About two years ago, Zoller decided he'd had enough of the plastic beads. Through his company, Our Place Promotions, he started marketing necklaces made out of beads handspun with magazine paper by communities of women in Africa. Throw Me Something Green was born. The beads are covered with a nontoxic, water-based coating. He and his employees meet with krewes and throw bead parties, and he is a regular guest on a local radio program where he is known as “the bead guy.” “I hand them out to everyone I meet,” he says. Last year, the company sold about a thousand necklaces. This year, they more than doubled that.
It’s a small operation, but Zoller likes to think big. He dreams of one day opening a factory in New Orleans in order to manufacture the paper beads locally.

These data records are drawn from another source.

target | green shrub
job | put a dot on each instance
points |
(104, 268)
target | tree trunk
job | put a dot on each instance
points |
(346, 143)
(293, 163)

He acknowledges that the beads will never be as cheap as plastic ones imported from China, but he believes that with critical mass, the cost would come down and the product could be competitive.
The idea of locally made, sustainable beads taking over Mardi Gras might seem like a stretch, but Zoller is quick to point out that all the other aspects of Mardi Gras floats are already made locally. “It’s a big industry of artisans, painters, electricians, and carpenters; really it’s just the beads that are outsourced.”
For Zoller, Throw Me Something Green is as much about shifting the city’s general mentality of waste as it is about selling beads. For example, one traditional metric for gauging the success of Mardi Gras is how much trash it generates. To be sure, trash is a useful indicator of how many people attend the celebrations, but why not, Zoller wonders, use some other metric to measure success, like how little trash the event generates, or how environmentally sustainable it is.
Ultimately, Zoller would like to work in tandem with a citywide initiative to go green for Mardi Gras. What if floats were rated on how eco they were? What if there were an environmental scorecard for parades? Zoller believes if city officials got on board, a sea change could be possible. This year, as he rode with his krewe, he only threw Throw Me Something Green beads. “I want to be part of the solution, not the problem,” he says.
This article has been updated since publication.